No seu mais recente discurso sobre o Estado da União, o
presidente Barack Obama delineou medidas para conter a escalada da
desigualdade, como o controvertido aumento dos impostos sobre os ganhos de
capital para que se possam reduzir os tributos que incidem sobre a classe média
e sobre os mais pobres.
Entre diversos economistas prevalece a noção de que, nos
EUA, a quebra da relação entre salários e produtividade explica o aumento da
desigualdade. Quando os trabalhadores são crescentemente excluídos dos ganhos
de eficiência embolsados por acionistas e executivos, elevando a desigualdade,
uma solução seria implantar política de redistribuição por meio de um tributo
sobre os ganhos de capital.
No Brasil, ocorre o oposto do que se observa nos EUA: há
pelo menos uma década, os salários crescem acima da produtividade. Nesse mesmo
período, a desigualdade caiu substancialmente.
Nos últimos anos, entretanto, há evidências de que a
desigualdade parou de cair, ou, ao menos, começou a se estabilizar em patamar
ainda demasiado alto.
Há quem credite aos salários que subiram acima da
produtividade boa parte da queda da desigualdade nos últimos anos: devido às
políticas de elevação da renda do trabalhador implantadas pelo governo
brasileiro -como as regras de indexação do salário mínimo-, houve
redistribuição da renda, dos empresários para a mão de obra.
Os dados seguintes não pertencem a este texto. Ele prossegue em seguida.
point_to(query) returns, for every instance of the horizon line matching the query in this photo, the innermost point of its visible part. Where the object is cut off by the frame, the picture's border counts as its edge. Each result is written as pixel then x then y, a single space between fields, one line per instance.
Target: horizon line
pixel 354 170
Isso, entretanto, nada diz sobre a sustentabilidade da
redução da desigualdade. Como observa estudo recente do FMI, às vezes a
desigualdade é obstáculo ao crescimento econômico simplesmente porque motiva a
adoção de determinadas políticas redistributivas que têm efeito perverso sobre
a atividade.
Exemplo disso são políticas que estimulam o descolamento
entre salários e produtividade: rendimentos que crescem acima do valor que o
trabalhador é capaz de gerar acabam por onerar excessivamente as empresas, que
poderão repassar esse aumento de custos para os preços, demitir trabalhadores
ou deixar de investir.
A inflação corrói a renda dos mais pobres; o desemprego e a
queda do investimento reduzem o crescimento; sem crescimento, não há diminuição
contínua da desigualdade. Sobretudo se a regressividade da estrutura tributária
punir a classe média e os mais pobres, como ocorre no Brasil.
ATIVIDADE EMPERRADA
Eis, portanto, um dos desafios da tríade
salários-produtividade-desigualdade: quando os salários se descolam da
produtividade, seja para cima, como no Brasil, seja para baixo, como nos
Estados Unidos, a desigualdade pode aumentar.
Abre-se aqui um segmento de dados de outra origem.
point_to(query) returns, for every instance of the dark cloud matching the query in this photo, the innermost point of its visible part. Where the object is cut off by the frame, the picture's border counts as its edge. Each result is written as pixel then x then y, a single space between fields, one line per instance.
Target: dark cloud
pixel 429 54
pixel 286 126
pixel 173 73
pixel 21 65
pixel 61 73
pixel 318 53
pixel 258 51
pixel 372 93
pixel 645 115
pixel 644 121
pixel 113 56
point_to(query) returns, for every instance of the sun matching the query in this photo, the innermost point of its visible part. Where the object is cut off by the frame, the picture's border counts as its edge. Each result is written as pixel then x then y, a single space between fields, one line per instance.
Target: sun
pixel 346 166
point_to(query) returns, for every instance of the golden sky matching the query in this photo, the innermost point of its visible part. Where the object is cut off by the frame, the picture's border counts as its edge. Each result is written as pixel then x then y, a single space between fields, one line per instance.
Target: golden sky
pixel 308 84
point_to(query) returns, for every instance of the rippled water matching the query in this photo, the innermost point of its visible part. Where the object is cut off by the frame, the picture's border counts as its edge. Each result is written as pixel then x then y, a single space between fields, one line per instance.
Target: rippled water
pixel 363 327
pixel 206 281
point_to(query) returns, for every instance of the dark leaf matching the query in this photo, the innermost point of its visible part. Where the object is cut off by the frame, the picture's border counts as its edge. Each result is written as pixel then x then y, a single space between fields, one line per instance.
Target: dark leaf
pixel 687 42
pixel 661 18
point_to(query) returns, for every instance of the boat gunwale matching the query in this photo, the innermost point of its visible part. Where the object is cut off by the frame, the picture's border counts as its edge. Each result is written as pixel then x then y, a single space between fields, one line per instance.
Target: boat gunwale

Se a desigualdade aumentar, parte crescente da renda
produzida haverá de ser embolsada pelos mais ricos, em detrimento da classe
média e dos mais pobres -a desigualdade é processo que se retroalimenta, a não
ser que seja impedida por políticas redistributivas. Mas certas políticas
redistributivas podem emperrar o crescimento, sobretudo quando combinadas com a
má gestão da política macroeconômica. Isso é o que parece ter ocorrido, em
parte, no Brasil.
Como sair do torvelinho nefasto em que políticas
redistributivas emperram o crescimento e a falta de crescimento impede que a
desigualdade continue a cair de forma sustentada? Pergunta básica, resposta
difícil.
BRASIL – EDUCAÇÃO DE QUALIDADE
No caso do Brasil, talvez a forma mais óbvia de atacar o
problema da desigualdade não seja nova, tampouco desconhecida, embora requeira
muito esforço.
Relatório recente da
OCDE sobre a desigualdade diz que, para reduzi-la, é preciso que a população
tenha acesso a educação de qualidade -não basta ter crianças e adolescentes nas
escolas, é preciso que aprendam a ler, que desenvolvam o gosto pela leitura,
que tenham intimidade com os números e com as operações matemáticas. É preciso,
ainda, que desfrutem de rede de apoio, sobretudo quando o nível educacional de
pais e parentes for insuficiente para mantê-los engajados no aprendizado.
É preciso que tenham acesso aos serviços públicos básicos,
como saúde e saneamento. O relatório da OCDE afirma que a redução sistemática
da desigualdade só é possível se essas condições estiverem presentes e
beneficiarem os 40% mais pobres, ou seja, tanto as pessoas de baixa renda
quanto a classe média mais vulnerável.
O problema é que o Brasil pouco avançou nessas áreas nos
últimos 15 anos, não soube usar a bonança externa -a alta dos preços
internacionais das matérias-primas, os ingressos de recursos externos entre
2004 e 2010- para avançar.
A má gestão da
economia, hoje, nos obriga a adotar políticas de ajuste que haverão de adiar a
redução contínua da desigualdade e a ampliação do processo de inclusão social.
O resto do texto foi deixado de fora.